Effects of Multi-Session Repetitive Transcranial Magnetic Stimulation on Motor Control and Spontaneous Brain Activity in Multiple System Atrophy: A Pilot Study

Abstract

Background: Impaired motor control is one of the most common symptoms of multiple system atrophy (MSA). It arises from dysfunction of the cerebellum and its connected neural networks, including the primary motor cortex (M1), and is associated with altered spontaneous (i.e., resting-state) brain network activity. Non-invasive repetitive transcranial magnetic stimulation (rTMS) selectively facilitates the excitability of supraspinal networks. Repeated rTMS sessions have been shown to induce long-term changes to both resting-state brain dynamics and behavior in several neurodegenerative diseases. Here, we hypothesized that a multi-session rTMS intervention would improve motor control in patients with MSA, and that such improvements would correlate with changes in resting-state brain activity.

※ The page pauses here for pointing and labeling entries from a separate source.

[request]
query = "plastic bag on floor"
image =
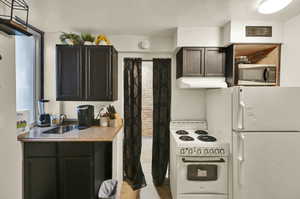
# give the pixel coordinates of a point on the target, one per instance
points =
(108, 189)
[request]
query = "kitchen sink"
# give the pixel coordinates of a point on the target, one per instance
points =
(61, 129)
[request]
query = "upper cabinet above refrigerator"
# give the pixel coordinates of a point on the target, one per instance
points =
(253, 64)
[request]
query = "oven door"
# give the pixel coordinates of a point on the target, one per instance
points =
(256, 74)
(203, 175)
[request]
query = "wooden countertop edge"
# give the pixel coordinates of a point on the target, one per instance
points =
(21, 138)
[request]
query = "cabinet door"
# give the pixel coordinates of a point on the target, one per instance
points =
(76, 178)
(40, 178)
(98, 73)
(214, 62)
(193, 62)
(69, 73)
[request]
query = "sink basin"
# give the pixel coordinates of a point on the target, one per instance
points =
(61, 129)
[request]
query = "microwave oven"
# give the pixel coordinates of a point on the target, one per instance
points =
(257, 75)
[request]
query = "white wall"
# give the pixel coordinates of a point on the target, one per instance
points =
(186, 104)
(10, 148)
(234, 32)
(290, 66)
(199, 36)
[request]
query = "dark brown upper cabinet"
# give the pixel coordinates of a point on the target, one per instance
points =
(214, 62)
(87, 73)
(200, 62)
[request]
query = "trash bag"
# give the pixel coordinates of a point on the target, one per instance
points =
(108, 189)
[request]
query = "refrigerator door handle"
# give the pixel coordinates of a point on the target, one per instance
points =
(241, 158)
(241, 125)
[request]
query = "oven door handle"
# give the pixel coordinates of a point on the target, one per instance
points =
(203, 161)
(241, 158)
(266, 74)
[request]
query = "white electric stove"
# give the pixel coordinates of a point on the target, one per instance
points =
(198, 162)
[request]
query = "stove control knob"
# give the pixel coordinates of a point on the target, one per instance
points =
(182, 151)
(206, 151)
(222, 151)
(198, 151)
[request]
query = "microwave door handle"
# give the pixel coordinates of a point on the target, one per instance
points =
(203, 161)
(266, 74)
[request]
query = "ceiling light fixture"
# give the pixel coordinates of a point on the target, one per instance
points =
(272, 6)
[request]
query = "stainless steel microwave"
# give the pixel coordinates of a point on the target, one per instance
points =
(257, 75)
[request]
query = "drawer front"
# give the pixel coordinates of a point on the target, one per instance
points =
(75, 149)
(35, 149)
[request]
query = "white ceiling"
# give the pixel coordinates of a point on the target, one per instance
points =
(144, 17)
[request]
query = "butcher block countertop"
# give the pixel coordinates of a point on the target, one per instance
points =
(92, 134)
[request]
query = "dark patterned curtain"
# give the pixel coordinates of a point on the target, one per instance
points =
(161, 119)
(133, 172)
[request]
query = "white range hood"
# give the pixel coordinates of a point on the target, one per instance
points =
(201, 82)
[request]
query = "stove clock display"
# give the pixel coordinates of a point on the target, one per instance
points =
(201, 151)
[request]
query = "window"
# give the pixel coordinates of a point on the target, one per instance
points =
(27, 56)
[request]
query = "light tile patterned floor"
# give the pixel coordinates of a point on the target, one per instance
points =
(150, 191)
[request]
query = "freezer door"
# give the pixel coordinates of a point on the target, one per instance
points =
(266, 165)
(266, 109)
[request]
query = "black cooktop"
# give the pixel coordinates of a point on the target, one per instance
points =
(186, 138)
(201, 132)
(182, 132)
(207, 138)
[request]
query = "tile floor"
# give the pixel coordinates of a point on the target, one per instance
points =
(150, 191)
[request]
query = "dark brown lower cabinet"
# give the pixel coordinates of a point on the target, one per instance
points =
(76, 177)
(66, 170)
(40, 179)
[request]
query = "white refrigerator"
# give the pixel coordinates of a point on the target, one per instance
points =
(263, 126)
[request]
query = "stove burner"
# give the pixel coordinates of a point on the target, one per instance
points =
(207, 138)
(182, 132)
(201, 132)
(186, 138)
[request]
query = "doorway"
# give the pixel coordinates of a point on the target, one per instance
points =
(147, 111)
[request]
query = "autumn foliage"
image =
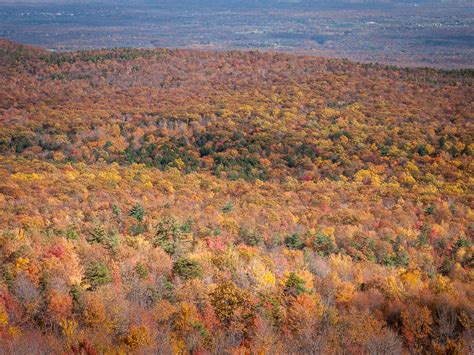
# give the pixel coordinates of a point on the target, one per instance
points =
(233, 202)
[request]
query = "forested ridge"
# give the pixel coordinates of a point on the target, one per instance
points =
(181, 201)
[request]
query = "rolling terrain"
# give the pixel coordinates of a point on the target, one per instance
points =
(191, 201)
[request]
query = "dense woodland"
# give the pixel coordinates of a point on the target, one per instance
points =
(179, 201)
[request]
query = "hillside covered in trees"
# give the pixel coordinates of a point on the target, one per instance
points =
(180, 201)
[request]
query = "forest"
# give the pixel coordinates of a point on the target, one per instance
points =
(176, 201)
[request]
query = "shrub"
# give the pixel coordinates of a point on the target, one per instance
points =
(97, 274)
(294, 241)
(187, 268)
(294, 285)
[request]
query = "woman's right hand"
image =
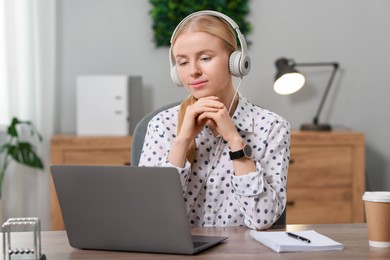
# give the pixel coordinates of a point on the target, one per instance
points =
(191, 126)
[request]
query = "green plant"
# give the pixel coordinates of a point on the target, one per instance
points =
(21, 151)
(166, 14)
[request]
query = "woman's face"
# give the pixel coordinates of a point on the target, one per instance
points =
(202, 64)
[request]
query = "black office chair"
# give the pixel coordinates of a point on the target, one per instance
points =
(138, 142)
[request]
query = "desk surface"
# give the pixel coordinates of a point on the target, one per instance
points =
(240, 246)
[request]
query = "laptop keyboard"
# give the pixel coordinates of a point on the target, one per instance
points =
(198, 244)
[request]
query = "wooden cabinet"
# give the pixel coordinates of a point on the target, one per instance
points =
(68, 149)
(325, 184)
(326, 178)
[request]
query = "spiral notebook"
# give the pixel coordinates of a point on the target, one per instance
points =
(280, 241)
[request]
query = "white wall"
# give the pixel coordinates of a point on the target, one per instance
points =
(115, 37)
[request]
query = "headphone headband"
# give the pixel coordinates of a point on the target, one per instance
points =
(239, 61)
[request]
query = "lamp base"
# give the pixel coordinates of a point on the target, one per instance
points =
(316, 127)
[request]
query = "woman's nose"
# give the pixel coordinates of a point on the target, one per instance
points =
(195, 69)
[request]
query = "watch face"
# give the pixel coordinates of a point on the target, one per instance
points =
(248, 151)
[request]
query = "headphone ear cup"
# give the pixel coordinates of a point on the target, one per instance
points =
(234, 63)
(175, 77)
(239, 66)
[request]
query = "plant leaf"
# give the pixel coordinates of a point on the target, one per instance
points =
(12, 131)
(24, 153)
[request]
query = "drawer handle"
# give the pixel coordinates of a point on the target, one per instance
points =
(290, 203)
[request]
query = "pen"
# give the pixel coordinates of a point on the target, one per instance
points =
(304, 239)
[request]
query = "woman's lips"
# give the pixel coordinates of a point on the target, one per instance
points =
(198, 84)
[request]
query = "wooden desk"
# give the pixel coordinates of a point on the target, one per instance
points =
(240, 245)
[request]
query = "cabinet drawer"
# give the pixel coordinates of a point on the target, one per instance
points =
(97, 157)
(319, 205)
(320, 167)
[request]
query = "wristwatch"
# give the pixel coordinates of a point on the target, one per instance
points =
(246, 151)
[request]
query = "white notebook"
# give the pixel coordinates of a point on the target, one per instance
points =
(279, 241)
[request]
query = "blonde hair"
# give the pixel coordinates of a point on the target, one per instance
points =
(215, 26)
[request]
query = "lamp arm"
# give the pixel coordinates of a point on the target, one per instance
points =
(324, 96)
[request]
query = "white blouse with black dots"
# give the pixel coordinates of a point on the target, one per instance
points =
(214, 196)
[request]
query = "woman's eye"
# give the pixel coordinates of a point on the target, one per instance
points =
(182, 63)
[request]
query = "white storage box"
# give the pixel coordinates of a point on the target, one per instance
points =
(108, 105)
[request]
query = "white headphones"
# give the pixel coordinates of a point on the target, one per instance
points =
(239, 61)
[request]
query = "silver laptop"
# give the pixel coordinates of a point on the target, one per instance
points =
(126, 209)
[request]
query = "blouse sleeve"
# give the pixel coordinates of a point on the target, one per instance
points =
(158, 143)
(262, 194)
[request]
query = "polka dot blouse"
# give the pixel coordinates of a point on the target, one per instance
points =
(214, 196)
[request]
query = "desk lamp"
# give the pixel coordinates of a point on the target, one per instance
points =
(288, 80)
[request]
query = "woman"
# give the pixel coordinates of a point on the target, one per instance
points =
(232, 156)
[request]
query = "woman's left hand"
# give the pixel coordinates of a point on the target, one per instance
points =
(221, 122)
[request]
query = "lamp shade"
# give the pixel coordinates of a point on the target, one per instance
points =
(287, 79)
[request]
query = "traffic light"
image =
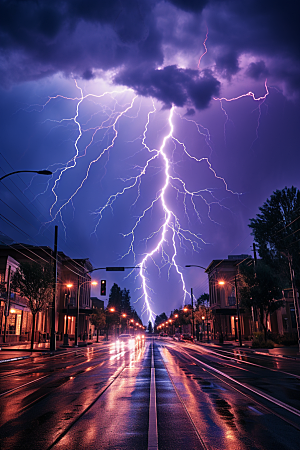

Methods: Nine participants with MSA received daily sessions of 5 Hz rTMS for 5 days. rTMS targeted both the cerebellum and the bilateral M1. Before and within 3 days after the intervention, motor control was assessed by the motor item of the Unified Multiple System Atrophy Rating Scale (UMSARS). Resting-state brain activity was recorded by blood-oxygen-level dependency (BOLD) functional magnetic resonance imaging. The "complexity" of resting-state brain activity fluctuations was quantified within seven well-known functional cortical networks using multiscale entropy, a technique that estimates the degree of irregularity of the BOLD time-series across multiple scales of time. Results: The rTMS intervention was well-attended and was not associated with any adverse events. Average motor scores were lower (i.e., better performance) following the rTMS intervention as compared to baseline (t₈ = 2.3, p = 0.003). Seven of nine participants exhibited such pre-to-post intervention improvements. A trend toward an increase in resting-state complexity was observed within the motor network (t₈ = 1.86, p = 0.07). Participants who exhibited greater increases in motor network resting-state complexity demonstrated greater improvement in motor control (r²= 0.72, p = 0.004). Conclusion: This pilot study demonstrated that a five-session rTMS intervention targeting the cerebellum and bilateral M1 is feasible and safe for those with MSA. More definitive, well-controlled trials are warranted to confirm our preliminary results that rTMS may alleviate the severity of motor dysfunction and modulate the multiscale dynamics of motor network brain activity.

Keywords: motor control; multiple system atrophy; multiscale entropy; repetitive transcranial magnetic stimulation; resting-state fMRI.

FIGURE 1

An example time-series of resting-state BOLD fluctuations within one brain voxel (A) and its corresponding multiscale entropy (MSE) curve (B). The complexity of voxel-level BOLD fluctuations was determined by computing sample entropy across multiple time scales and averaging across said scales. Network-level resting-state complexity was then determined by parceling the brain into seven large-scale networks according to Yeo et al. (2011) and averaging the complexity values associated with all voxels within each network.

FIGURE 2

Participant-level motor control before and after rTMS intervention. Motor control was assessed by the Motor Examination Scale within the Unified Multiple System Atrophy Rating Scale (UMSARS), where lower scores reflect better motor control. After five, once-daily sessions of rTMS targeting the cerebellum and bilateral M1, seven of nine participants exhibited lower motor scores (red lines).

FIGURE 3

Participant-level motor network resting-state complexity before and after rTMS intervention. After five, once-daily sessions of rTMS targeting the cerebellum and bilateral M1, six of nine participants exhibited increased resting-state complexity within the motor network (red lines).

FIGURE 4

Relationship between pre-to-post rTMS intervention changes in motor control and motor network resting-state complexity. From pre-to-post intervention, participants who exhibited greater percent decrease in motor item score (i.e., better performance) demonstrated greater percent increase in resting-state complexity within the motor network (r²= 0.72, p = 0.04). No other relationships between motor control and resting-state complexity reached significance.